Наутро Листницкий отправил с вестовым в штаб дивизии донесение, позавтракал, вышел из землянки. На участке четвертого взвода Листницкого догнал Меркулов. Отозвав Листницкого в сторону, дыхнул скороговоркой:

– Слышал новость? Бунчук-то этой ночью дезертировал.

– Бунчук? Что-о-о?

– Дезертировал... Понимаешь? Игнатьич, начальник пулеметной команды, – ведь он в одной землянке с Бунчуком, – говорит, что он не приходил от нас. Значит, как вышел от нас, так и махнул... Вот оно что». (Михаил Шолохов «Тихий Дон»)

Я сознательно так много процитировал Шолохова, чтобы было ясно, как долго могла воевать сомневающаяся, разъедаемая противоречиями, с низким боевым духом армия!

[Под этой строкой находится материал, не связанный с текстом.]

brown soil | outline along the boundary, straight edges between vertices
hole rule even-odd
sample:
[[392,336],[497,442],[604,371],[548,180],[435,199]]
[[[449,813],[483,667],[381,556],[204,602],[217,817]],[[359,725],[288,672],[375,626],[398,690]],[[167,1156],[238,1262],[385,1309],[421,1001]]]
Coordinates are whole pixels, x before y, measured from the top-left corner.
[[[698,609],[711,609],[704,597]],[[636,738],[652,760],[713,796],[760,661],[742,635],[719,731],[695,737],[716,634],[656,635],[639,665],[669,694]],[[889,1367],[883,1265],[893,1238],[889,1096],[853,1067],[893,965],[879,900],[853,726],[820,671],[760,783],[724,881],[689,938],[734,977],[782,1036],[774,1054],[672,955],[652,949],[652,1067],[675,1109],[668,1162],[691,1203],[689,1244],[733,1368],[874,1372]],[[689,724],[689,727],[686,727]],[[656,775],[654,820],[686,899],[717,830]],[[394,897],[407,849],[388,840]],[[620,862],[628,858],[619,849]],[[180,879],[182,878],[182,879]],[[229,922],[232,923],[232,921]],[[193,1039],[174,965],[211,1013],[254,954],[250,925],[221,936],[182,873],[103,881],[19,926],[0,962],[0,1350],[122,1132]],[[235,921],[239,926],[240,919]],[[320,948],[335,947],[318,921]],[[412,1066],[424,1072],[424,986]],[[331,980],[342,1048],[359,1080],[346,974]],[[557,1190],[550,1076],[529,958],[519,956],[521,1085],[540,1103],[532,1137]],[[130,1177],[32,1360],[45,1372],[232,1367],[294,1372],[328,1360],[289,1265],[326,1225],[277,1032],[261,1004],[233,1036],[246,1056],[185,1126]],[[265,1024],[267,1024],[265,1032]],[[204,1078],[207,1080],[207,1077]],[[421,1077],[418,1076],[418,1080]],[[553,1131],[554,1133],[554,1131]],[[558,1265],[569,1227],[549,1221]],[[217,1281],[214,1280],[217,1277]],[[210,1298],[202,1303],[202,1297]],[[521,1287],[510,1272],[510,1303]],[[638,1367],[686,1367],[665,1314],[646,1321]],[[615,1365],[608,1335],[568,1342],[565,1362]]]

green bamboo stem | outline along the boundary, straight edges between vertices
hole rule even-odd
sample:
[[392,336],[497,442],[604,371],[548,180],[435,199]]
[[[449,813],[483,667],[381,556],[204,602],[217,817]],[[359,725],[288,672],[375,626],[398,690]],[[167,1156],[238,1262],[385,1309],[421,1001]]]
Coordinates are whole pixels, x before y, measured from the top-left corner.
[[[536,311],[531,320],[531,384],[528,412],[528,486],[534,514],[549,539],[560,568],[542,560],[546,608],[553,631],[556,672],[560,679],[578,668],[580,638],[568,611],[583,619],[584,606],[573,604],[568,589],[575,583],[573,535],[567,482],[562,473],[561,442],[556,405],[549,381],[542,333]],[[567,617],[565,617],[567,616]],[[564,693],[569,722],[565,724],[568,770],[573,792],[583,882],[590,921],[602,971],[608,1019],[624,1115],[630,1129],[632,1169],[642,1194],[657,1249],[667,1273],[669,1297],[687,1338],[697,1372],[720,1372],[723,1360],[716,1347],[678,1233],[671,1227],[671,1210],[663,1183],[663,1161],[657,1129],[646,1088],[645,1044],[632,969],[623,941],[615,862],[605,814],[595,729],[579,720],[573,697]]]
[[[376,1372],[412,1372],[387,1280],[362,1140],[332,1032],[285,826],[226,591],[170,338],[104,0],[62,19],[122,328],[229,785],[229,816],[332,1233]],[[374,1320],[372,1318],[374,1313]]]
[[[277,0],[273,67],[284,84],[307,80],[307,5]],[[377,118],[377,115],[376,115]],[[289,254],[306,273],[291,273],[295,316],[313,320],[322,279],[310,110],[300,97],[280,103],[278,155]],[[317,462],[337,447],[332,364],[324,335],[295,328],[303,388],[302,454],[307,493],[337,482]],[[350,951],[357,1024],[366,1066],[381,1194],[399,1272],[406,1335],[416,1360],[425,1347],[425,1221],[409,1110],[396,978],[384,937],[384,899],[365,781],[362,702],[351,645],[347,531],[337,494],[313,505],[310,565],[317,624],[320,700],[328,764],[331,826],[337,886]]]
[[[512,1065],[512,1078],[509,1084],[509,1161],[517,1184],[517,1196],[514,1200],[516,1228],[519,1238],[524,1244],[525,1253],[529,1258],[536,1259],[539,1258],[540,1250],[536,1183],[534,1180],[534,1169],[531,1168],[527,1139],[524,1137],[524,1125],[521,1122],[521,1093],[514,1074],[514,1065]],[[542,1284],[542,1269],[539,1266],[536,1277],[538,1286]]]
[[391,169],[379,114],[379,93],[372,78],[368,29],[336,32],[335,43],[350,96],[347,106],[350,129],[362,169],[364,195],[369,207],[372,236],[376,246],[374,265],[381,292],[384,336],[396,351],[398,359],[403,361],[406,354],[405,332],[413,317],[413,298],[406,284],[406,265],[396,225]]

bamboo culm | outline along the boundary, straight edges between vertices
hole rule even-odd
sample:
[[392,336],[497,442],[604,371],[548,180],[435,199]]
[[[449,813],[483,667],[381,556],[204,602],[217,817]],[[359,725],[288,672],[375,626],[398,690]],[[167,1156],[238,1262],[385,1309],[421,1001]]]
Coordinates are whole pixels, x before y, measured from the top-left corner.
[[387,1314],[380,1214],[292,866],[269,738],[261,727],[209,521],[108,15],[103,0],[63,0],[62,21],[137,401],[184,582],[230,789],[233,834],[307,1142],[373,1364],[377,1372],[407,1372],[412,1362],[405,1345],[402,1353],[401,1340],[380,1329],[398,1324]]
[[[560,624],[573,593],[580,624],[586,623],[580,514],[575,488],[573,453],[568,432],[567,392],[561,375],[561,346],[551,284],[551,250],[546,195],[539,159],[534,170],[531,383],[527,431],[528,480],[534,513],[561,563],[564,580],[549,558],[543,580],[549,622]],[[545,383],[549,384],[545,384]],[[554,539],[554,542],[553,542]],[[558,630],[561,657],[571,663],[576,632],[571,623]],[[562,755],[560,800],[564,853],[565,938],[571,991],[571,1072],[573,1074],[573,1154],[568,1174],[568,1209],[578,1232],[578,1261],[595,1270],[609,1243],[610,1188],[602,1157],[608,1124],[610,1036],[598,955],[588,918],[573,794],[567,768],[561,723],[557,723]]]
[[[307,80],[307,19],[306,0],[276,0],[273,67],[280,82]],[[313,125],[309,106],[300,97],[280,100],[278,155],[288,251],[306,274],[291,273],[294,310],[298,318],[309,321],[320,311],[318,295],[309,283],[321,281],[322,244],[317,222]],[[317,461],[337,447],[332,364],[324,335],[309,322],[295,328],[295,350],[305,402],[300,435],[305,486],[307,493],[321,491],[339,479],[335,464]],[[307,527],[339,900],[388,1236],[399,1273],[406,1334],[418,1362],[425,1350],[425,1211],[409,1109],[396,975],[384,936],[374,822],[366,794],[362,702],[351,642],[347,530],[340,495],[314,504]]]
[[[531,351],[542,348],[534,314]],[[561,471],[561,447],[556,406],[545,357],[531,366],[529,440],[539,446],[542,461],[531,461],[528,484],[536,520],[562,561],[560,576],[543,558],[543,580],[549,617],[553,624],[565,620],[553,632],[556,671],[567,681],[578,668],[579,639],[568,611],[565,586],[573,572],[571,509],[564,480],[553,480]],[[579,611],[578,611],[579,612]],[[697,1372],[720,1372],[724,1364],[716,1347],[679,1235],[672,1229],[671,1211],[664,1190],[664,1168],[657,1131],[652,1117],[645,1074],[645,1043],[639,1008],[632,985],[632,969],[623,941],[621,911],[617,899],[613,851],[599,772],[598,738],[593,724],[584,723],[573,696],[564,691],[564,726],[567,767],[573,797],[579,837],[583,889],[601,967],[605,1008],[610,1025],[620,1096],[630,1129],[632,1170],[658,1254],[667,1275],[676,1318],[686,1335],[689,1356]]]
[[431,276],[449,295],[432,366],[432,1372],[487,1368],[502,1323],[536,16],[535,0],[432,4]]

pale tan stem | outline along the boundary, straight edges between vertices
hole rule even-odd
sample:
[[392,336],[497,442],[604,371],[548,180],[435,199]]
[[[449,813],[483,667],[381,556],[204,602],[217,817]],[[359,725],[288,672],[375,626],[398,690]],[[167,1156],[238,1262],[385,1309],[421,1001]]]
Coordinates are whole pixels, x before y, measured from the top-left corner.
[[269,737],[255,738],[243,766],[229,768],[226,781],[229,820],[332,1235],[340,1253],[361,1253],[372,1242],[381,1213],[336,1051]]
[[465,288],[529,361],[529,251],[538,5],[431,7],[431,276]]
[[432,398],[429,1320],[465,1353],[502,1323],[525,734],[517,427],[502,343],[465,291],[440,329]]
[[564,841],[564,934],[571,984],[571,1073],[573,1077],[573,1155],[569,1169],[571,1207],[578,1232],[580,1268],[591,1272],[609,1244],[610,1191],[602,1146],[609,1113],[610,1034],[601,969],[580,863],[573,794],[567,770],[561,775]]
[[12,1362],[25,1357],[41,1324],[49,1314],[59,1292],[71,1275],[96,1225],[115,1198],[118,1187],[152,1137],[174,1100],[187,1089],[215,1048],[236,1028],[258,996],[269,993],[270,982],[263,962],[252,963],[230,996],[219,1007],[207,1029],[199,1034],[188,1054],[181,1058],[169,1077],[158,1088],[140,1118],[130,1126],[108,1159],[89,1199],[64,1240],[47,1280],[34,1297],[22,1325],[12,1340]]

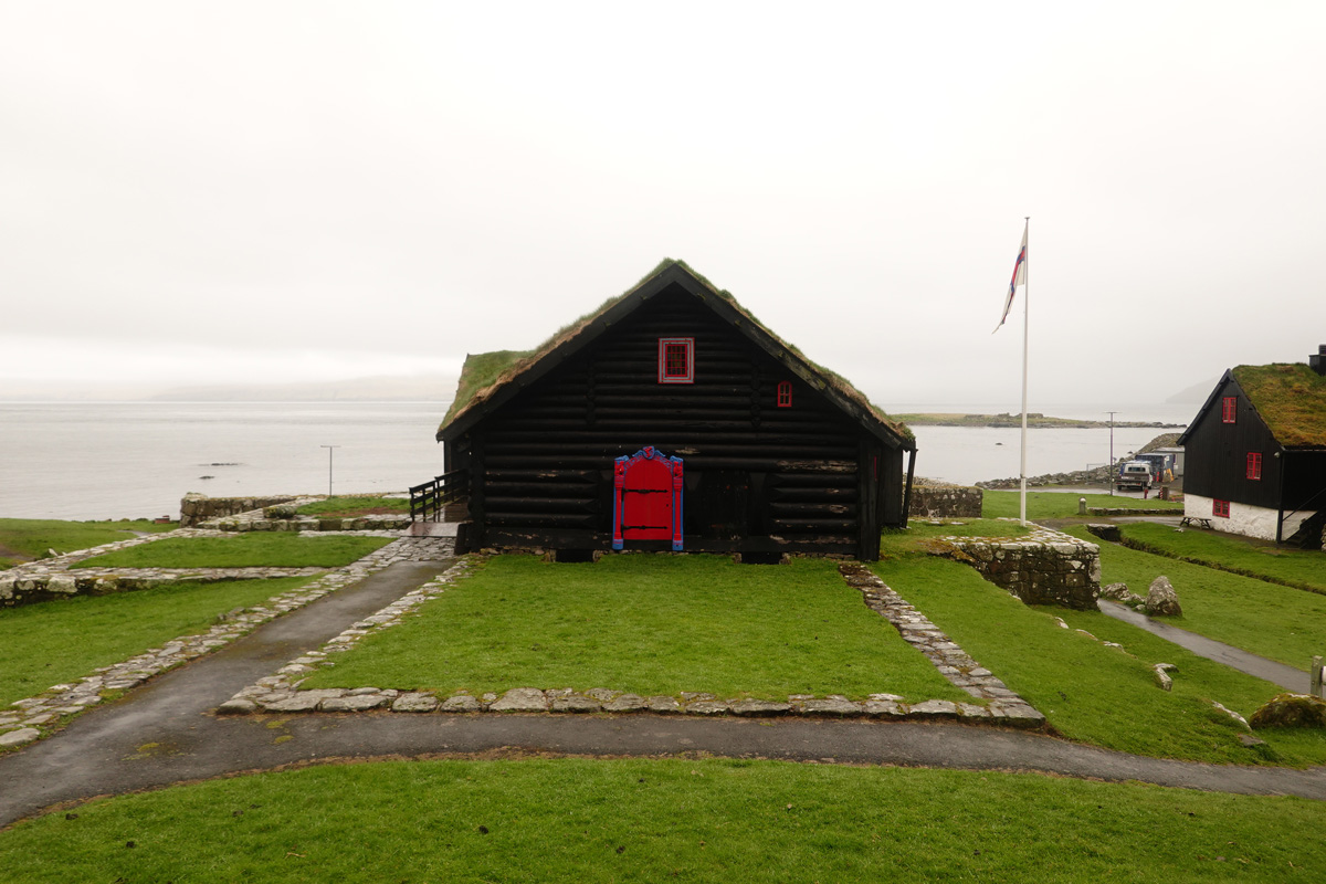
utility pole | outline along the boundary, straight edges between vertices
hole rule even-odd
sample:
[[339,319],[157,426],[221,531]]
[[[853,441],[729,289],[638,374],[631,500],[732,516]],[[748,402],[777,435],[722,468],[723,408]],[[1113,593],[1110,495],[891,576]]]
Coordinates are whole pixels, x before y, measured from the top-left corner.
[[328,449],[328,497],[332,497],[332,449],[339,448],[339,445],[322,445]]
[[1106,472],[1106,481],[1110,482],[1110,497],[1114,497],[1114,416],[1119,412],[1107,411],[1110,415],[1110,469]]

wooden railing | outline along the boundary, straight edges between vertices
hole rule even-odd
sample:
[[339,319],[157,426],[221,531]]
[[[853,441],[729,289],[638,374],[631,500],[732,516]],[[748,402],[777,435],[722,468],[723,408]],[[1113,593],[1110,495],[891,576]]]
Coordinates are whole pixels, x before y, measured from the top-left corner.
[[464,502],[469,496],[469,473],[457,469],[410,488],[410,521],[440,522],[447,504]]

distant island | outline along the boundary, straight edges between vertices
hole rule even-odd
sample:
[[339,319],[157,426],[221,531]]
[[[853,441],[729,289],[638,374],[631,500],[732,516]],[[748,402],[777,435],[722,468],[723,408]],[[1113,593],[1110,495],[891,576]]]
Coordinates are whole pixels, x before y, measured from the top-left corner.
[[[922,414],[922,415],[890,415],[894,420],[900,420],[911,427],[1021,427],[1021,412],[1010,415],[948,415],[948,414]],[[1109,420],[1075,420],[1071,417],[1046,417],[1037,411],[1026,412],[1026,425],[1037,429],[1097,429],[1110,427]],[[1167,424],[1160,420],[1115,420],[1114,427],[1143,427],[1156,429],[1171,429],[1187,427],[1188,424]]]

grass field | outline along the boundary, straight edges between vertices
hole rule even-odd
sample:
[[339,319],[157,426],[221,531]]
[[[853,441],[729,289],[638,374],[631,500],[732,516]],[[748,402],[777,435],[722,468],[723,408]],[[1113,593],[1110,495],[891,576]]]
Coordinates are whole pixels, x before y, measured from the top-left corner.
[[[875,573],[1070,740],[1213,763],[1326,763],[1326,733],[1264,732],[1268,745],[1248,749],[1241,728],[1208,702],[1246,717],[1280,692],[1266,681],[1099,612],[1022,604],[957,562],[896,551]],[[1063,630],[1055,616],[1123,649]],[[1174,691],[1155,687],[1155,663],[1179,667]]]
[[1326,594],[1326,553],[1322,550],[1268,546],[1233,534],[1180,531],[1152,522],[1124,525],[1123,538],[1150,553]]
[[[1128,525],[1124,535],[1139,527],[1152,526]],[[1174,533],[1164,526],[1154,527]],[[1079,527],[1067,533],[1097,539]],[[1326,595],[1152,555],[1118,543],[1099,546],[1102,583],[1127,583],[1130,590],[1146,596],[1151,580],[1162,574],[1170,578],[1179,592],[1183,616],[1166,618],[1166,623],[1305,672],[1313,655],[1326,655]],[[1326,563],[1326,559],[1322,561]]]
[[1314,881],[1326,802],[768,761],[383,762],[125,795],[0,832],[64,881]]
[[300,516],[325,516],[328,518],[353,518],[370,514],[403,516],[410,513],[410,498],[349,494],[304,504],[294,512]]
[[167,537],[70,567],[342,567],[390,542],[385,537],[304,537],[288,531]]
[[204,632],[217,615],[260,604],[309,579],[182,582],[0,608],[0,706],[170,639]]
[[127,541],[134,531],[156,534],[179,527],[147,520],[119,522],[66,522],[53,518],[0,518],[0,569],[45,558],[46,550],[72,553],[102,543]]
[[472,694],[509,688],[969,700],[847,587],[833,562],[495,558],[304,687]]
[[[1176,501],[1138,500],[1135,497],[1110,497],[1109,494],[1074,494],[1071,492],[1026,492],[1026,518],[1073,518],[1078,514],[1078,498],[1085,497],[1087,506],[1164,509],[1183,514],[1183,504]],[[981,516],[985,518],[1017,518],[1021,508],[1018,492],[992,492],[981,494]]]

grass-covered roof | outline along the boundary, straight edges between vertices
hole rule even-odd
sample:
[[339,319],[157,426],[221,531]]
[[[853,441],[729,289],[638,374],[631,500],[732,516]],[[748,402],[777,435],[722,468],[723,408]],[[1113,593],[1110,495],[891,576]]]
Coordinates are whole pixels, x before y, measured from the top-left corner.
[[465,364],[460,370],[460,383],[456,387],[456,398],[442,420],[442,427],[438,431],[439,437],[442,436],[442,431],[446,429],[452,421],[457,420],[472,408],[481,406],[481,403],[492,398],[492,395],[505,384],[516,380],[521,374],[538,363],[540,359],[586,331],[595,319],[611,310],[615,305],[631,297],[638,289],[640,289],[640,286],[674,265],[683,268],[712,294],[723,298],[732,309],[749,321],[751,325],[758,327],[766,335],[773,338],[781,347],[794,354],[800,362],[805,363],[814,374],[823,379],[825,386],[831,387],[839,395],[855,402],[858,406],[870,412],[870,415],[873,415],[876,420],[883,423],[903,439],[915,439],[911,429],[906,424],[896,423],[888,417],[882,408],[875,407],[865,394],[851,386],[851,383],[849,383],[843,376],[806,359],[801,350],[776,335],[749,310],[737,304],[737,300],[733,298],[729,292],[715,286],[701,274],[691,269],[686,261],[674,258],[663,258],[658,266],[644,274],[644,277],[642,277],[640,281],[630,289],[617,297],[609,298],[601,304],[597,310],[582,315],[570,325],[562,326],[550,338],[548,338],[548,341],[533,350],[499,350],[495,353],[467,354]]
[[1326,378],[1301,362],[1238,366],[1231,374],[1281,445],[1326,448]]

Гениальность сталинского чутья в том, что он, заметив первые признаки разложения, принял суровые меры и ликвидировал опасность в самом зародыше.

Самый оболганный, проклятый и оклеветанный ныне Приказ НКО-227 спас страну. А ведь и вся ненависть современных «либерастов» оттого, что героический народ во главе с Верховным Главнокомандующим защитили Родину, народ и одолели врага. А они, жалкие пигмеи и их фронтмены, все эти горбачёвы, ельцины, кравчуки и шушкевичи, в спокойное мирное время сдали страну, разрушили её и отдали на разграбление. Понимая это, осознаёшь величие Сталина, не побоявшегося в критическую для России минуту проявить мужество и взять на себя ответственность за судьбу государства.